神戸市議が政務活動費の架空委託を認める


 神戸市議会の会派「自民党神戸」が政務活動費から調査委託費として業者に不透明な支出をしていた問題で、委託を担当した大野一市議(62)と業者の双方の弁護士が「委託は架空だった」と認めていることが、29日分かった。同日開かれた市議会の会派代表者会議で報告された。

会派の団長を務めた市議らが両弁護士から聞き取りを実施。業者側は「調査はしていないし、金も受け取っていない」とし、大野市議の求めに応じて白紙の領収書を渡すなどしたと説明した。大野市議が業者から受け取ったとしていた調査報告書の作成も否定した。大野市議の弁護士もこうした内容を認めたという。

〔共同〕

かねてより問題になっていた神戸市議会の自民党会派による政務活動費架空支出問題ですが、業務委託を担当した議員が架空委託を認めたようです。

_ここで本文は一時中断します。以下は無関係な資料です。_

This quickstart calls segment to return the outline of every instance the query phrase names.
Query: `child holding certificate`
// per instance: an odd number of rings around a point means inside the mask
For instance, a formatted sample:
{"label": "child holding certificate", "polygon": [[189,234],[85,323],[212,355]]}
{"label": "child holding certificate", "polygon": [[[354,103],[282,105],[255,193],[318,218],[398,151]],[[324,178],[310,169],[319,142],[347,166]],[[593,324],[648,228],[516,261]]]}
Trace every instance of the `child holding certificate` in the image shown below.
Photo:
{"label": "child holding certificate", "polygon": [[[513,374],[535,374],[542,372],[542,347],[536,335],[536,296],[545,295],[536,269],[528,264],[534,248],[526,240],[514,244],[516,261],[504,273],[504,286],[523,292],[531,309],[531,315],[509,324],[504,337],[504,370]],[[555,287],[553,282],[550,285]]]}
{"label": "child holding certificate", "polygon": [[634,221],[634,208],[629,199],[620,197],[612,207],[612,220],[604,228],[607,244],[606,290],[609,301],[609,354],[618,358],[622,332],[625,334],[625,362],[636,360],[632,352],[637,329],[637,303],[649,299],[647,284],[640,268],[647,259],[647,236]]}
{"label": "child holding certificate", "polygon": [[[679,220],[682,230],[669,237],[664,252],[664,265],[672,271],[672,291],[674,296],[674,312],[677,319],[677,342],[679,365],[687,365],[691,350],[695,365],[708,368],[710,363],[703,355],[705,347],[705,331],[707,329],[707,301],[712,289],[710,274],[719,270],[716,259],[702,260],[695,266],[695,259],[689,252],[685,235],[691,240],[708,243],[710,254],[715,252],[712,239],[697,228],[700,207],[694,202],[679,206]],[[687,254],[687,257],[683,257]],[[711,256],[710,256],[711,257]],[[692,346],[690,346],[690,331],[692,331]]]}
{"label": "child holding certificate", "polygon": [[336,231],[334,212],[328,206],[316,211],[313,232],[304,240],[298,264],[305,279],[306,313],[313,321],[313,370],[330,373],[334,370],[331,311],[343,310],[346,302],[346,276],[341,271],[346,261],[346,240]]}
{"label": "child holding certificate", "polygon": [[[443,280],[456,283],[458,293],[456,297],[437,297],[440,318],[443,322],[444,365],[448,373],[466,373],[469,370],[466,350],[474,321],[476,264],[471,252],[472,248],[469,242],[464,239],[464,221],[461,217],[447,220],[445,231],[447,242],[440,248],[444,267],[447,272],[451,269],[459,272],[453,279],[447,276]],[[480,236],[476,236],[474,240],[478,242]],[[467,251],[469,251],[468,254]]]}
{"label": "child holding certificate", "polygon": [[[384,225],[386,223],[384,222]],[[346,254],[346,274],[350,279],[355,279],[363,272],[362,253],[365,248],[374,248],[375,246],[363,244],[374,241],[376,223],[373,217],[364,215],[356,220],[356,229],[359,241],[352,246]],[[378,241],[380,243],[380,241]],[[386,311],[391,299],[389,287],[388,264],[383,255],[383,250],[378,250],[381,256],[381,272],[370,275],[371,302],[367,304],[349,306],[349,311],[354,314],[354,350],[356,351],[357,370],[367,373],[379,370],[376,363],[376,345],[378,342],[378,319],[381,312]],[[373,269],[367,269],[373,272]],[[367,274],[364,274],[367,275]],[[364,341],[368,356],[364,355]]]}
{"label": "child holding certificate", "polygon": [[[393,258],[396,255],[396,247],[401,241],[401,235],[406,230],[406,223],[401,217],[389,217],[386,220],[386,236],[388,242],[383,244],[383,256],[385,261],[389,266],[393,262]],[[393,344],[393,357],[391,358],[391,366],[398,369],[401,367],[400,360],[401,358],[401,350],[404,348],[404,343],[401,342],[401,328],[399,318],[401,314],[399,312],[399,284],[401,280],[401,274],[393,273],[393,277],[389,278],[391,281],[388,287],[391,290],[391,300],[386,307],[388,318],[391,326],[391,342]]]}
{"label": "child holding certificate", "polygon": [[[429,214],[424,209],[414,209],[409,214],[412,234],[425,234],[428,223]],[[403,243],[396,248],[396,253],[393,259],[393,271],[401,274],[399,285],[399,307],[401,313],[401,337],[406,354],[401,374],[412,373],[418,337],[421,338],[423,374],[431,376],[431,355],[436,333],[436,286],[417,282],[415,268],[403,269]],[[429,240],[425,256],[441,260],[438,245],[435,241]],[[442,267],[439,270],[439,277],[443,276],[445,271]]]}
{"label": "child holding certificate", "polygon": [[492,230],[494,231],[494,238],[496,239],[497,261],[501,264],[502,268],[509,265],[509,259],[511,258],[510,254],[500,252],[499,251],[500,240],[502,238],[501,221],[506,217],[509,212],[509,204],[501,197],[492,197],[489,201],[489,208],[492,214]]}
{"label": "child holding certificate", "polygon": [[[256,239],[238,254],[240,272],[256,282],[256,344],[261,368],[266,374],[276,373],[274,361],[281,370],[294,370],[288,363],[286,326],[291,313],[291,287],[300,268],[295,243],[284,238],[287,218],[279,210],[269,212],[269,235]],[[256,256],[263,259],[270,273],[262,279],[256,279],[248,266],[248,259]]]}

架空の委託を捏造し、市から政務活動費を騙し取ったとすれば、詐欺罪が成立する可能性が高いです。神戸市が含まれる兵庫県では、昨年に県議会議員の政務活動費支出に関して問題があったばかりです。

政務活動費は、地方議員の調査能力を向上させる目的で導入された制度です。議会活動に役立つ使い方が求められますが、一部の議員にとっては第二の報酬という認識しかないのでしょう。

政務活動費に関する収支報告書提出を厳格に求め、議会と有権者によるチェックに委ねることが必要と言えるでしょう。